SEBI’s tightening of SME IPO norms has elicited a range of reactions from market participants, with advocates of investor protection lauding the changes while others express concerns that the stricter rules could hinder capital raising for small and medium enterprises.
The recent amendment includes raising the minimum application size to two lots, enhancing oversight of fund utilization, and limiting the use of IPO proceeds for repaying loans to related parties. Furthermore, Draft Red Herring Prospectuses (DRHPs) will now be subject to public comments, and a higher profitability threshold has been introduced to ensure only stable SMEs access public markets.
This marks the second round of tightening SME norms, following a previous amendment in the December board meeting.

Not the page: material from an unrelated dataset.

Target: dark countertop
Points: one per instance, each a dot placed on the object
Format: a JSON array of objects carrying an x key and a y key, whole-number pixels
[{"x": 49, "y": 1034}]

Some view the move as a means to reduce speculative retail participation, while others worry it may exclude genuine small investors seeking exposure to SME growth stories. Makarand M. Joshi, founder partner of MMJC and Associates, noted that the increase in application size and lot requirement aims to attract only informed investors with a high-risk tolerance to SME IPOs.
For firms eyeing a listing, SEBI has made fundraising more rigorous by lowering the IPO proceeds monitoring threshold from ₹100 crore to ₹50 crore, necessitating more SMEs to disclose and justify fund usage. Additionally, a cap on Offer for Sale (OFS) at 20 per cent of the issue size and a lock-in period of up to two years for excess promoter holdings could restrict liquidity for early investors.
Tarun Singh, Founder & MD at Highbrow Securities, views these reforms as crucial for creating a transparent and sustainable SME IPO ecosystem. While ensuring financially stable companies access public markets, the requirement for SMEs to demonstrate a minimum of ₹1 crore EBITDA in at least two of the last three years reduces risk for investors and enhances listing quality. However, Singh also acknowledges that the new requirements might pose challenges for smaller, high-growth firms seeking public funding.
The SME IPO platform has witnessed a surge in speculative trading, prompting concerns about governance and investor safety. With stricter disclosure and financial viability requirements in place, the quality of SME listings is expected to improve. Nevertheless, some industry players fear that the compliance burden could deter startups from going public.
Singh believes that SEBI is adopting a balanced approach by curbing excessive dilution and ensuring IPO funds are utilized effectively. However, he acknowledges that SMEs may face initial challenges adjusting to the stricter norms.
Overall, opinions on SEBI’s move remain divided, with retail investors potentially benefiting from reduced risks while SMEs navigating tougher fundraising hurdles.